The first thing to consider when thinking about cars in the winter is getting them started. EVs leave gasoline-powered cars in the dust in this category. EVs are consistently easier to start in extreme cold than gasoline-powered cars. It’s a good idea to program your EV to heat up its battery before you typically leave the house, but this is more an issue of range and efficiency than of getting the car to start.
Next up, how do EVs handle icy roads? As with gasoline-powered cars, this will vary from car to car. A dual motor Tesla Model X will obviously handle icy conditions better than a Nissan LEAF. However, the considerable weight of the battery pack in all EVs does tend to give them an advantage in traction on icy surfaces. Ultimately, traction on ice in EVs depends on the same factors as in a gasoline-powered car. The more wheels that receive power and the more weight over the wheels, the better the traction on ice. An EV with a large battery pack and all-wheel drive will perform as well on icy roads as any car on the road.
What about range? Perhaps the most common worry about EVs in the cold is the impact that extreme cold has on battery performance and range. Some point out that batteries function less efficiently in extreme cold and that the increased energy draw needed to power the heater has a considerable impact on overall range. First, it’s important to point out that the way that gasoline-powered vehicles avoid expending extra energy to heat the inside of the car in the winter is by utilizing excess engine heat. However, this excess engine heat is produced whether it’s January or July and this is the primary reason why gasoline engines are so inefficient.
Researchers at the Idaho National Laboratory found that EVs driven in Chicago in the winter experienced decreases in range of 26 to 30 percent.

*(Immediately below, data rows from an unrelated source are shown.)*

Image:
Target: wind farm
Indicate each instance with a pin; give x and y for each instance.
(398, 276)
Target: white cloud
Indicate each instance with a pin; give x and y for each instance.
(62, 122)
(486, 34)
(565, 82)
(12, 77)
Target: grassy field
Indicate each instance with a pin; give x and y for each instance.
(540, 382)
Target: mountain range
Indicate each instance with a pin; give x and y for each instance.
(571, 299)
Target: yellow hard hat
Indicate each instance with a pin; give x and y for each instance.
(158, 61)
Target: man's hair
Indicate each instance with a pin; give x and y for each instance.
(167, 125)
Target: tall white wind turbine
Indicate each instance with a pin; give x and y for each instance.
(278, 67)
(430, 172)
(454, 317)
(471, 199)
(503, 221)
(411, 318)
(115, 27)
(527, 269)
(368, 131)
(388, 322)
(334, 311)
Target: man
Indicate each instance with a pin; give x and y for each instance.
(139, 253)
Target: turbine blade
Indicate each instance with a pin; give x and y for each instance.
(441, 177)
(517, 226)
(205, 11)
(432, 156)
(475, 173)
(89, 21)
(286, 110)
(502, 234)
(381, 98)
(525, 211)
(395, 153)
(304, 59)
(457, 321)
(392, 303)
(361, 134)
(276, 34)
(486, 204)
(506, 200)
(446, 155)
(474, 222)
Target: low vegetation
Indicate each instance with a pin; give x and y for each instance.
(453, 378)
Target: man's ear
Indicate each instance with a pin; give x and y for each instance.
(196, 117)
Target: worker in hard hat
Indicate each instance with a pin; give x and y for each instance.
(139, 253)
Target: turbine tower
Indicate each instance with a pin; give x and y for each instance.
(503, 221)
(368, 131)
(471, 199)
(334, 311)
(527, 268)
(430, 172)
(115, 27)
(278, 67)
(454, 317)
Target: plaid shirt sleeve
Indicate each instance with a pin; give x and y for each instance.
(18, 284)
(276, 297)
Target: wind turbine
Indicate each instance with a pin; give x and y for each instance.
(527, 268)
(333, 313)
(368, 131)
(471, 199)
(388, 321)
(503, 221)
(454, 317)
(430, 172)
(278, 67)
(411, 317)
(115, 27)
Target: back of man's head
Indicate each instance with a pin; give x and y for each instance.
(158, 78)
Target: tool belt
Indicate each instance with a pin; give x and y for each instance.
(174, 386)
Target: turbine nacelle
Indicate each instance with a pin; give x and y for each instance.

Taking a 2015 Nissan LEAF as an example, this means a range of about 60 miles instead of 81. For a Chevy Bolt EV, this would mean a range of approximately 167 miles instead of 238. Whether the reduction in range caused by extreme cold will impact you will depend primarily on the normal range of your car and whether you have access to charging at work. Almost 90 percent of adults in the US commute less than 30 miles one-way to work, so a Bolt owner will almost certainly experience no practical difference whether they are driving their car in sun or snow. However, a LEAF owner might need to depend on workplace charging in winter months.
The takeaway lesson about EVs in extreme cold is that if you don’t want to have to think about planning your day differently when temperatures begin to drop, you should probably buy an EV with a normal range of at least 150 miles. With 150 miles of range, it is very unlikely you’ll need to charge during a normal day, no matter how furiously Old Man Winter blows. The great news is that manufacturers are increasing the range of their EVs every year, so you soon won’t need to think differently about driving electric in the winter at all!